O Deputado Federal Ivan Valente, agiu da mesma
maneira anunciando meu afastamento preventivo da direção partidária,
através de nota pública em nome da Executiva Nacional do PSOL sem que tivesse
sido realizada uma única reunião da executiva e sem fazer uma única
referência ao empréstimo e a toda documentação já apresentada ao Partido
e divulgada pela imprensa goiana.
Uma condenação preventiva, julgada e sentenciada pelo telefone, sem o mais elementar e republicano direito de defesa.
Alem
disso a referida nota faz considerações nefastas, desonestas e mentirosas, alegando que “a ética (no caso a minha) de quem recebe
dinheiro de empresa fantasma é incompatível com a ética do
Partido”.
Não
fez a mínima diferença que soubessem do empréstimo, dos achaques que
sofri, do pagamento que realizei com juros e, em fim, da verdade.
Lamentavelmente
foi a conveniência eleitoral o que motivou as referidas notas e
posicionamentos. Aparecer bem na foto, mesmo que lepidamente pisoteando a
honra de uma pessoa limpa e integra, que milita há 38 anos por
convicções morais e ideológicas, sem cargos, sem carreira, sem
privilégios e sem negócios de qualquer tipo com o Estado e com o
Dinheiro Público, como é o meu caso.
Caso considerassem verdadeiras
as alegações que expuseram em suas declarações e notas não teriam me
procurado na quinta feira véspera de finados o presidente nacional do
PSOL Deputado Ivan Valente, o Senador Randolfe Rodrigues e o Sr.

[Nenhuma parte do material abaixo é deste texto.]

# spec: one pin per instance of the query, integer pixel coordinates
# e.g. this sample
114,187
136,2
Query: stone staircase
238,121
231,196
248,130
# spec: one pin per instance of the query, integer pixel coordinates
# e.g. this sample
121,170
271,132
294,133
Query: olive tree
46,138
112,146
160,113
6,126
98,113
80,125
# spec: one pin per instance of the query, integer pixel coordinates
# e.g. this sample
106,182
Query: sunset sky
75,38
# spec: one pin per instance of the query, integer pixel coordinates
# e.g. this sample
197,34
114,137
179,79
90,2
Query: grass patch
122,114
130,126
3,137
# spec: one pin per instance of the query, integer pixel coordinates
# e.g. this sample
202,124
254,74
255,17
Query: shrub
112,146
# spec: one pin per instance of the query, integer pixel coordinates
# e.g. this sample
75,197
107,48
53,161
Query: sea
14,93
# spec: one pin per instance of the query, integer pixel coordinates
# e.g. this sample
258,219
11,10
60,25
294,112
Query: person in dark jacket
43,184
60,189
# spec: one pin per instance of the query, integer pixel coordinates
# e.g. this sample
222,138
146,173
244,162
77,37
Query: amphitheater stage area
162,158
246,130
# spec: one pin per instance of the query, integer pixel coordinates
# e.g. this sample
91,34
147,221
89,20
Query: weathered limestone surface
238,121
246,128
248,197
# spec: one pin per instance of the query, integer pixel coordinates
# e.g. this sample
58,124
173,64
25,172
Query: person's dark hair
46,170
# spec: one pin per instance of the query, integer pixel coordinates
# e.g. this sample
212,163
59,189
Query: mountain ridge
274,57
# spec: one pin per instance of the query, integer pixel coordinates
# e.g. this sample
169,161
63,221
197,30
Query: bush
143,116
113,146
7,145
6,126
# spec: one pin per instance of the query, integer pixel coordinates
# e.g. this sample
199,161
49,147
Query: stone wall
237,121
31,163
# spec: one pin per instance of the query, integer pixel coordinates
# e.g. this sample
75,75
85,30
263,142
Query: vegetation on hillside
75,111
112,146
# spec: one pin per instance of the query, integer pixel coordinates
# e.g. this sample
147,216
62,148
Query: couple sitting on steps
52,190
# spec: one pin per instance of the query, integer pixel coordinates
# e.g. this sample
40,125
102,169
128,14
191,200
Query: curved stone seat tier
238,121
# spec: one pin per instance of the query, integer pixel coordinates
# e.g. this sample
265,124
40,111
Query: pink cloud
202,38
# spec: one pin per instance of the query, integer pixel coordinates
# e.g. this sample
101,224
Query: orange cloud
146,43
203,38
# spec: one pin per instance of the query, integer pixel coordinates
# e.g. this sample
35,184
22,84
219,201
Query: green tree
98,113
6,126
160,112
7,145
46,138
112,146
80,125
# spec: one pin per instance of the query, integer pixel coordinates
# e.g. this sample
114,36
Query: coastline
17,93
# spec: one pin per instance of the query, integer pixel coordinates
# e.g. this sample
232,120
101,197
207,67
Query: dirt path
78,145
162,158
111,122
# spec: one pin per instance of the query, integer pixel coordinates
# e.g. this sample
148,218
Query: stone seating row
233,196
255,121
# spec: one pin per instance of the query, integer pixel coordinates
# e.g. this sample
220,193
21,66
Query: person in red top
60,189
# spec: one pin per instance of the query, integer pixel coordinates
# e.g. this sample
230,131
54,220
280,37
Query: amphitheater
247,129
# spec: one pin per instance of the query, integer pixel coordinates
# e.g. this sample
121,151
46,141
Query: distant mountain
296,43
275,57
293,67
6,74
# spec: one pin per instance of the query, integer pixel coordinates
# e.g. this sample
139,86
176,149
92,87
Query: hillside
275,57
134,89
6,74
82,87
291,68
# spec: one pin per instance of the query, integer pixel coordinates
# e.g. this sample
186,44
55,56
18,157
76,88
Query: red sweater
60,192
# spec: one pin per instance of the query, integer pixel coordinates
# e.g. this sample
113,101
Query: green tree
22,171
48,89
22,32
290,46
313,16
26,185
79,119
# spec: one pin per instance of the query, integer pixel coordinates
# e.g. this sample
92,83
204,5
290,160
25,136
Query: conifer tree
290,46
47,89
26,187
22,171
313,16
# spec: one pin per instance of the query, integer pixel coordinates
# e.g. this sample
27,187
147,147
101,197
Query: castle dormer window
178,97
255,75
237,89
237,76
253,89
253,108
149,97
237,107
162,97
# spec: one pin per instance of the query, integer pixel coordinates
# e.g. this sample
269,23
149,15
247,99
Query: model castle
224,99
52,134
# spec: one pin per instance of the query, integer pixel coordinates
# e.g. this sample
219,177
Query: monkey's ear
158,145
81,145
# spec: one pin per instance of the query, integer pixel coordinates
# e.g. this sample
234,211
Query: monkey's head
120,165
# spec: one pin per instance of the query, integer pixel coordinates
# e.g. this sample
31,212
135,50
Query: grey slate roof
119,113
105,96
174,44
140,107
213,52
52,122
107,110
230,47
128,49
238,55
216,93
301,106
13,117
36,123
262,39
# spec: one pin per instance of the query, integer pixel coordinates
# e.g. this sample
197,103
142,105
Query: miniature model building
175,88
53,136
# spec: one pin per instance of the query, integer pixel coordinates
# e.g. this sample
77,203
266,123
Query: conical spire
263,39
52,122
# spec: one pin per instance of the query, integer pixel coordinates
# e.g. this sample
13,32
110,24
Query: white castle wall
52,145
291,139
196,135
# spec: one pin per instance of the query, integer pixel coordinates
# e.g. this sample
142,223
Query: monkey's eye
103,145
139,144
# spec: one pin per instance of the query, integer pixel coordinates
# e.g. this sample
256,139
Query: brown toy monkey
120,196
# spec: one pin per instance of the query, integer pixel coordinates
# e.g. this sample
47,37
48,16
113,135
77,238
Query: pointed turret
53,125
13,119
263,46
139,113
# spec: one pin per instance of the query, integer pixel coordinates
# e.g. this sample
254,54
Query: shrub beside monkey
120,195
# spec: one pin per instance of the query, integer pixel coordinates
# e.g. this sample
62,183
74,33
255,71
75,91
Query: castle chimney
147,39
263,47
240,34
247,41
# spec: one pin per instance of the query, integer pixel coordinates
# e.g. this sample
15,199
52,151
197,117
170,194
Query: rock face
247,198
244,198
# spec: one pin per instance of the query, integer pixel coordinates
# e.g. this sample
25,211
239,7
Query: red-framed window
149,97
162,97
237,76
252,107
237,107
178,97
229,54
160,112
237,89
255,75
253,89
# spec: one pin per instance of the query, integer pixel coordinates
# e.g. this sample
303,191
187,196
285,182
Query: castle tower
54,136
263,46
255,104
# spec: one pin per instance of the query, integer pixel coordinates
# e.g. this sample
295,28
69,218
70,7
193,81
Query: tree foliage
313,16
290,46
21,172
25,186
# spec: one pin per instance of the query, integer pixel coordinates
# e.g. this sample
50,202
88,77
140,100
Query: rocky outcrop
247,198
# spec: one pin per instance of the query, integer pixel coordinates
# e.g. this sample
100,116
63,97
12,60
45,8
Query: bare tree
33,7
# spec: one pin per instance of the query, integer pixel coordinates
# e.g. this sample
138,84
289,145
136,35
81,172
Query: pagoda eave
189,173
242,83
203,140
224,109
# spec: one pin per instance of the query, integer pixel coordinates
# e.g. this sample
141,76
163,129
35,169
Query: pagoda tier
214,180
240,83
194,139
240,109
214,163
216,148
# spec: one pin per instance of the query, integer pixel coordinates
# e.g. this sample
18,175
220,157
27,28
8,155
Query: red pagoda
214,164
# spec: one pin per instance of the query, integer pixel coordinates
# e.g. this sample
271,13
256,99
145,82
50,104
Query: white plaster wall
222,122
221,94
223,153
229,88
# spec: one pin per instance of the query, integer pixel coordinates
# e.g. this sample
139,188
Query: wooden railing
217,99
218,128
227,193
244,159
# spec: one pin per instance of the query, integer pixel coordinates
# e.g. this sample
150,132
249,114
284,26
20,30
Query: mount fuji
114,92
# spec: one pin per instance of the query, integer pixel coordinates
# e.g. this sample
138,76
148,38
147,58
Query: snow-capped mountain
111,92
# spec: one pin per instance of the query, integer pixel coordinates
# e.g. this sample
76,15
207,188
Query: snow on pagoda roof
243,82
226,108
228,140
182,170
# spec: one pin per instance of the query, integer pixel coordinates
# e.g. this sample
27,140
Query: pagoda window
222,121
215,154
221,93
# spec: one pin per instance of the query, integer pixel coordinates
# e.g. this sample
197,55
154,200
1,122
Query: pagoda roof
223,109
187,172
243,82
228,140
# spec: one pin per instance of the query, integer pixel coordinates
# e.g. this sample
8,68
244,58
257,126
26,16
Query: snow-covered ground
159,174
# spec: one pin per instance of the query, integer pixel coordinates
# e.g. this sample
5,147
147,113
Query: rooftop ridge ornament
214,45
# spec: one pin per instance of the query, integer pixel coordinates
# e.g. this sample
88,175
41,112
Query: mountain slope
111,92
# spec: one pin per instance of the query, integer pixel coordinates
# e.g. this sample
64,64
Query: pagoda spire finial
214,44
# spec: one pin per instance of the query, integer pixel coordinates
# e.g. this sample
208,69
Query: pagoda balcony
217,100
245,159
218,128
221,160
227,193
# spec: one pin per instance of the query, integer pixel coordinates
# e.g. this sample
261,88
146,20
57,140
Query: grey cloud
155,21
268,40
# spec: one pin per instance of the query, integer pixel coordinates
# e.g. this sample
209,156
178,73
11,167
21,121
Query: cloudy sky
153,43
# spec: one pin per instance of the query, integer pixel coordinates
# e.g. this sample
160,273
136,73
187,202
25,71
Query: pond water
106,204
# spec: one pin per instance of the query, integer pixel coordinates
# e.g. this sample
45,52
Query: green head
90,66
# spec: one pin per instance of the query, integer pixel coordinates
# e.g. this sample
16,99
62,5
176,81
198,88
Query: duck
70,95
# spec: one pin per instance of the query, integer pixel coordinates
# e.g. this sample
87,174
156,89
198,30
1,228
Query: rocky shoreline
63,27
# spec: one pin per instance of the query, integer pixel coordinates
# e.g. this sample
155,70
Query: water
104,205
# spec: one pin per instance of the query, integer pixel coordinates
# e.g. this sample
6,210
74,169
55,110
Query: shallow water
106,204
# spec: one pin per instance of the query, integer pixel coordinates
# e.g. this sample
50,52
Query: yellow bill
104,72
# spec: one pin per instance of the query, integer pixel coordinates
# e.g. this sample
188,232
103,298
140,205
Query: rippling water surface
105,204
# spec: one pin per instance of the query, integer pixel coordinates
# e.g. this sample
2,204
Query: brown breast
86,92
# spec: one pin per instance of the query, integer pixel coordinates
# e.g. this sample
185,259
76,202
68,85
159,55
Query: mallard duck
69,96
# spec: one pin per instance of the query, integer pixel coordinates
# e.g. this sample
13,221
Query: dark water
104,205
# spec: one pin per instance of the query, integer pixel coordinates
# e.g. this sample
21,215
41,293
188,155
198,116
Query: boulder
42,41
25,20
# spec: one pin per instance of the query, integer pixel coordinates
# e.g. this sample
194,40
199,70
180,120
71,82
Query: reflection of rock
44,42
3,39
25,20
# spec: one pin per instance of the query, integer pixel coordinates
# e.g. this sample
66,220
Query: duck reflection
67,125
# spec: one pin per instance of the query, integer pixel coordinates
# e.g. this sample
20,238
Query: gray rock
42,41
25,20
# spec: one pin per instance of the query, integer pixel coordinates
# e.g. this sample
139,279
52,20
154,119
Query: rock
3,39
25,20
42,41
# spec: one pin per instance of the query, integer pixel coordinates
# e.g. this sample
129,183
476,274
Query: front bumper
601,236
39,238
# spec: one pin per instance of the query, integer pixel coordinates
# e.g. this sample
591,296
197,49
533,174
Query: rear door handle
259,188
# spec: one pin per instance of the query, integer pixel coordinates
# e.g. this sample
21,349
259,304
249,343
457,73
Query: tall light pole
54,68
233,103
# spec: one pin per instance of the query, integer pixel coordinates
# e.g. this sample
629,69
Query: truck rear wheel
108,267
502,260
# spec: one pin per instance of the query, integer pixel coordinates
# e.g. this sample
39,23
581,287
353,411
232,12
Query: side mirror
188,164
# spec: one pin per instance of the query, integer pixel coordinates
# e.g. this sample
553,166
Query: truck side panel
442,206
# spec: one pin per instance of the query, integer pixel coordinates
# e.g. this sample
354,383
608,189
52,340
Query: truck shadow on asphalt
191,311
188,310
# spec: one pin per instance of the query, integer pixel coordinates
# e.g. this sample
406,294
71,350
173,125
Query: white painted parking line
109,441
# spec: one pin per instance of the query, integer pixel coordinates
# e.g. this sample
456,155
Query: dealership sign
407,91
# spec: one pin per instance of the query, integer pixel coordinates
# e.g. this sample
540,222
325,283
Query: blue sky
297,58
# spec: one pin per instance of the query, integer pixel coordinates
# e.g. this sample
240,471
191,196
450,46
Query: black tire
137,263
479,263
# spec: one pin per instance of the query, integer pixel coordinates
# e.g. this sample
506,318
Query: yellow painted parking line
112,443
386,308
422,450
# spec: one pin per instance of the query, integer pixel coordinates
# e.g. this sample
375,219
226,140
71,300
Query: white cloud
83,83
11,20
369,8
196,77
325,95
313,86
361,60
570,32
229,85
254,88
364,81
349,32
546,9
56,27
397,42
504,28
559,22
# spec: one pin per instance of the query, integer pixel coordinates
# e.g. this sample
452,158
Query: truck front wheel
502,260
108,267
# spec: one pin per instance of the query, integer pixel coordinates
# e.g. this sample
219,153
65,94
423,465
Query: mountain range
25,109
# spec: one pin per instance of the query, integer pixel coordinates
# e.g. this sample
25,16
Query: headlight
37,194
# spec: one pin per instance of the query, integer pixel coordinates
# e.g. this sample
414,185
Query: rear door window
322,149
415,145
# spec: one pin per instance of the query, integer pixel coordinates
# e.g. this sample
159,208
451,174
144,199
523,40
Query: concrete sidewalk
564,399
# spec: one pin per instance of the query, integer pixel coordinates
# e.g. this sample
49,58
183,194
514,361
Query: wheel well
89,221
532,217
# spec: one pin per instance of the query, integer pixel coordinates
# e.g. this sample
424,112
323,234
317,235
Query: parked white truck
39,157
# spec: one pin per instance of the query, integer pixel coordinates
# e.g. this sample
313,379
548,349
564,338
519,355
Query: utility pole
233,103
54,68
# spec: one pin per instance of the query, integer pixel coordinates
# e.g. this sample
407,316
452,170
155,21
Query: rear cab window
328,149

Antonio Carlos de Andrade Toninho do PSOL- DF, para tratar da
“importância de minha atuação na fundação e na construção do PSOL”, da
necessidade da minha “reintegração à direção do partido” e da
imperiosa necessidade de referendar a política adotada em Belém onde o
PSOL se apresentou no segundo turno como aliado do Lulismo e em Macapá em acordos com setores do DEM e do PSDB.
As
alusões à relativa contribuição que dei como um dos coordenadores do
processo de fundação e legalização do PSOL, como primeiro secretário
geral do partido, como coordenador da campanha presidencial da então
Senadora Heloisa Helena não são sinceras. Estes, que hoje comandam a
agremiação que fundamos em 1994 à época já nos combatiam, defenderam o
PT até os últimos estampidos do Mensalão.
Quanto ao meu
afastamento da direção do partido declaro antes que considero ilegítima,
ilegal e inaceitável essa condenação prévia. Lutarei contra ele em
todas as instâncias cabíveis e jamais aceitarei que a minha honra, a minha dignidade e a minha ética sejam objeto de qualquer tipo de negociação.
Continuarei
condenando esta política aplicada no segundo turno em Belém e em
Macapá, mesmo sendo impedido arbitrariamente de participar da reunião da
Executiva Nacional convocada para o dia 08 de novembro de 2012.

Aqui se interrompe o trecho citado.